[Date Prev][Date Next][Thread Prev][Thread Next][Date Index][Thread Index]
Re: [E-devel] fix for that silly -mfpmath=sse weirdness
David Sharp wrote:
> On 9/25/06, The Rasterman Carsten Haitzler <email@example.com> wrote:
>> On Mon, 25 Sep 2006 10:50:09 -0700 Blake Barnett <firstname.lastname@example.org>
>> > On Sep 25, 2006, at 10:44 AM, David Sharp wrote:
>> > > amd64 users, rejoice!
>> > >
>> > > i got tired of slowing down e with -mfpmath=387 all the time, so i
>> > > finally dug in to this bug after realizing it was probably a problem
>> > > with floating point cancelation (occurs when subtracting two numbers
>> > > that are very near equal, and causes an extreme loss of precision).
>> > >
>> > > the problem is in _edje_part_recalc() when it linearly interpolates
>> > > all the part parameters. all of the caclulations are of this form:
>> > > p3.x = (p1.x * (1.0 - pos)) + (p2.x * (pos));
>> > > i believe there is some cancelation occuring in the (1.0-pos) part of
>> > > this, especially as pos approaches 1.0.
>> > >
>> > > replacing the above line with the following fixes the problem:
>> > > p3.x = p1.x + (p2.x - p1.x) * pos;
>> > > mathematically equivalent, but, alas, computers aren't as good at
>> > > as we think.
>> > Awesome! My 3500+ CPU has felt fairly sluggish in E, my video card
>> > has 128MB of video memory (ATI 9700PRO, using ATI's drivers) and I've
>> > noticed that things just aren't as fluid as in Rasters video
>> > captures. Hopefully this'll help. Nice work.

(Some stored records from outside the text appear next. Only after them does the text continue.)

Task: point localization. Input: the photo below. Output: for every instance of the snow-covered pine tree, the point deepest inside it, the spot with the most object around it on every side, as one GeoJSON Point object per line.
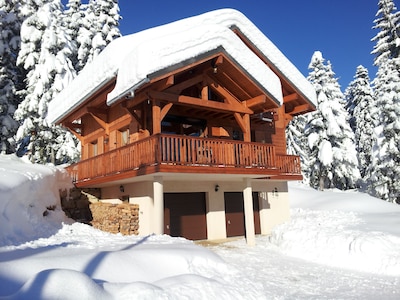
{"type": "Point", "coordinates": [73, 20]}
{"type": "Point", "coordinates": [296, 143]}
{"type": "Point", "coordinates": [333, 159]}
{"type": "Point", "coordinates": [364, 112]}
{"type": "Point", "coordinates": [44, 54]}
{"type": "Point", "coordinates": [388, 37]}
{"type": "Point", "coordinates": [99, 27]}
{"type": "Point", "coordinates": [10, 74]}
{"type": "Point", "coordinates": [384, 172]}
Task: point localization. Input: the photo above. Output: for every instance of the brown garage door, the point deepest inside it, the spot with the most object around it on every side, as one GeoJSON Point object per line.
{"type": "Point", "coordinates": [185, 215]}
{"type": "Point", "coordinates": [234, 214]}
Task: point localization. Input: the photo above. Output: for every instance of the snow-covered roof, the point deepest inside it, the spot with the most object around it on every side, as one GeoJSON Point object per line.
{"type": "Point", "coordinates": [133, 58]}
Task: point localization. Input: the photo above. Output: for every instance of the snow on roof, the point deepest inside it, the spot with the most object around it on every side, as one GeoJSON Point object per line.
{"type": "Point", "coordinates": [133, 58]}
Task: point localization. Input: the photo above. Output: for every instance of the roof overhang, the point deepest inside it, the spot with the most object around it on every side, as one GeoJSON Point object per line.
{"type": "Point", "coordinates": [133, 60]}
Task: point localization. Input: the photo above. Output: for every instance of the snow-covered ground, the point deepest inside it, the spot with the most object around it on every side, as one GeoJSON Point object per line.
{"type": "Point", "coordinates": [338, 245]}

>> it won't make any difference you can measure. the amount of fp math
>> done is <
>> 0.1% of the work - by using sse math you lose a bit of precision and
>> maybe gain
>> 50% speedup - on that < 0.01%. frankly- you will not be able to even
>> the speedup letalone notice it. it's a fallacy to think it will help.
>> trust me.
> yah, it will only save about 37 instructions (b/c the new formulas use
> one less operation, and there are 37 of them), and the sse
> instructions will only be slightly faster than the FPU ones. that's a
> savings of about, say 25 ns each time _edje_part_recalc is run.
> btw, you gave blake my credit in the CVS log... :(
Bummer. I guess ATI's drivers just aren't as fast as Nvidia's. At least
we don't need a special case for amd64 when building packages now.